Field or helper Use it for
pages_crawled Completed response count
items_scraped Extracted item volume
errors Permanent request, parse, store, or task failures
error_kinds Grouping failures by stable KumoErrorKind labels
scheduled Requests accepted by the scheduler
deduped Requests dropped by fingerprint deduplication
retries Retry attempts scheduled by retry policy or spider error policy
retry_exhausted Requests that still failed after retry capacity was used
retry_summary() Retry attempts, exhausted retries, retry pressure, exhaustion, and exhausted-failure rates
browser_fallbacks Requests retried through the browser fallback path
browser_fallback_successes Browser fallback attempts that returned a rendered response
browser_fallback_failures Browser fallback attempts that failed and kept the original HTTP response
robots_blocked Requests blocked by robots.txt
stop_reason Why the crawl stopped
pages_per_second() Crawl throughput
items_per_second() Extraction throughput
bytes_per_second() Download throughput
error_rate() Permanent failures divided by completed and failed requests
success_rate() Completed requests divided by completed and failed requests
retry_exhaustion_rate() Retry-exhausted requests divided by retry attempts
timings Cumulative successful-request phase timings for bottleneck diagnosis
store Store-buffer queue/write counters when store_buffer() is enabled

The JSON export uses the same names in snake_case, including derived fields such as pages_per_second, error_rate, retry_exhaustion_rate, retry_summary, timings, and store.

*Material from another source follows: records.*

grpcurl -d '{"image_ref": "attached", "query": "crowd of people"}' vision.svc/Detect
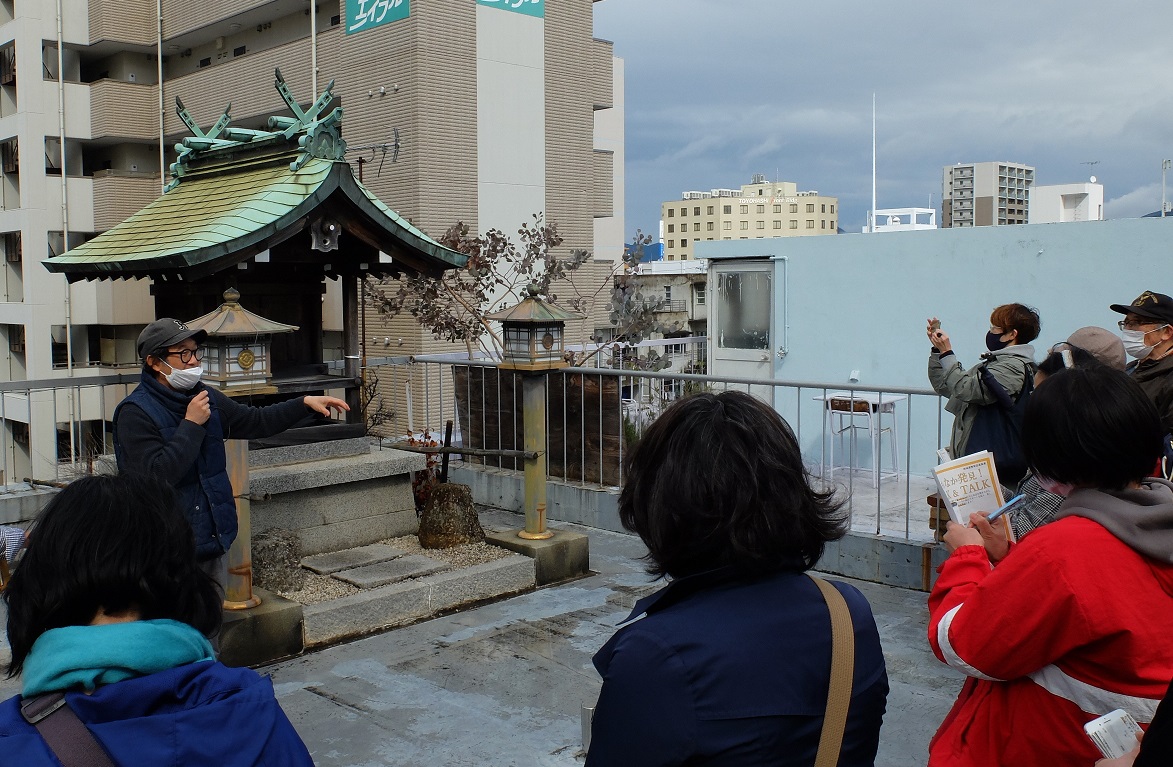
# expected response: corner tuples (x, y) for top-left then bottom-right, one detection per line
(0, 292), (1173, 767)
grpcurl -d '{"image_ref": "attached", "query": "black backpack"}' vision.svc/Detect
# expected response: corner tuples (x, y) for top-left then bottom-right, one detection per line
(965, 360), (1035, 487)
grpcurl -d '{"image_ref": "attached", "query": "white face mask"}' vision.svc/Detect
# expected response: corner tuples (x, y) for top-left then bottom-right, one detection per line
(163, 365), (204, 392)
(1120, 325), (1168, 360)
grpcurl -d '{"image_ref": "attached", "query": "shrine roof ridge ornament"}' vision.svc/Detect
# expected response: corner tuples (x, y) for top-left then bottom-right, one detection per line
(163, 68), (346, 192)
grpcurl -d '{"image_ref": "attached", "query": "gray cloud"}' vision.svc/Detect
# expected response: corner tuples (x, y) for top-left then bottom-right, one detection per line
(595, 0), (1173, 231)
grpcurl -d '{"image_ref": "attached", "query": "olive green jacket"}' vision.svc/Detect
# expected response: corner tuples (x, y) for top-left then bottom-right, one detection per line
(929, 344), (1035, 459)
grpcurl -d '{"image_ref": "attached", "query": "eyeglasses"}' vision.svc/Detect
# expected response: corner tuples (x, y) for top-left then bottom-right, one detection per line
(1117, 319), (1168, 331)
(163, 346), (204, 365)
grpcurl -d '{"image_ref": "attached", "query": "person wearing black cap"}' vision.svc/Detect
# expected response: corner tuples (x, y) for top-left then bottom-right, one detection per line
(114, 318), (350, 585)
(1112, 291), (1173, 433)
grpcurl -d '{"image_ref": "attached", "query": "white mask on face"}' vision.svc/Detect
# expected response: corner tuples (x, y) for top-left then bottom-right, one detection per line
(163, 365), (204, 392)
(1120, 325), (1168, 360)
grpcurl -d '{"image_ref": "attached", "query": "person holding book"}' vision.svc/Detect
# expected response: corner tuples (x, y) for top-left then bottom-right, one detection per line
(928, 366), (1173, 767)
(928, 304), (1039, 473)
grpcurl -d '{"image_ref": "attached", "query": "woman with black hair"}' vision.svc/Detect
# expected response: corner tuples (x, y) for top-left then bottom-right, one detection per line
(587, 392), (888, 767)
(0, 476), (313, 767)
(929, 365), (1173, 767)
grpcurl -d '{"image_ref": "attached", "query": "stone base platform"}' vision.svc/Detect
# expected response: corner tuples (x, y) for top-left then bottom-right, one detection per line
(484, 530), (590, 586)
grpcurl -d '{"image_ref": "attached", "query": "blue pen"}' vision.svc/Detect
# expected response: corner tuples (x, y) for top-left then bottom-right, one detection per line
(985, 495), (1026, 522)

When browser_fallback(...) is enabled, the browser fallback counters help show how much of the crawl required JavaScript rendering. A high fallback rate usually means browser rendering is part of the target's normal path and crawl concurrency should be sized for browser cost, not HTTP cost.

Store Summary

CrawlReport::store is always present. When store_buffer() is not enabled, its counters are zero and buffered is false. When buffering is enabled, it shows how much item output moved through the bounded writer:

Field Meaning
buffered Whether the bounded store buffer was enabled
queued Items accepted into the store queue
written Items written by the background writer
batches Non-empty batch write calls
failed_writes Items in batches that returned a store error
failed_batches Non-empty batch write calls that returned a store error
queue_full_waits Times request tasks observed a full store queue
queue_wait Total time request tasks spent waiting for queue capacity
queue_wait_max Longest queue wait for one accepted item
average_queue_wait_per_item() Average queue wait per accepted item
write Total time the writer spent inside store write attempts
write_max Longest single batch write attempt
average_write_per_batch() Average write latency per batch attempt
average_write_per_item() Average write latency per written or failed item

If queue_full_waits or queue_wait is high, the item store is backpressuring the crawl. That is often better than unbounded memory growth, but it means throughput is now limited by item persistence.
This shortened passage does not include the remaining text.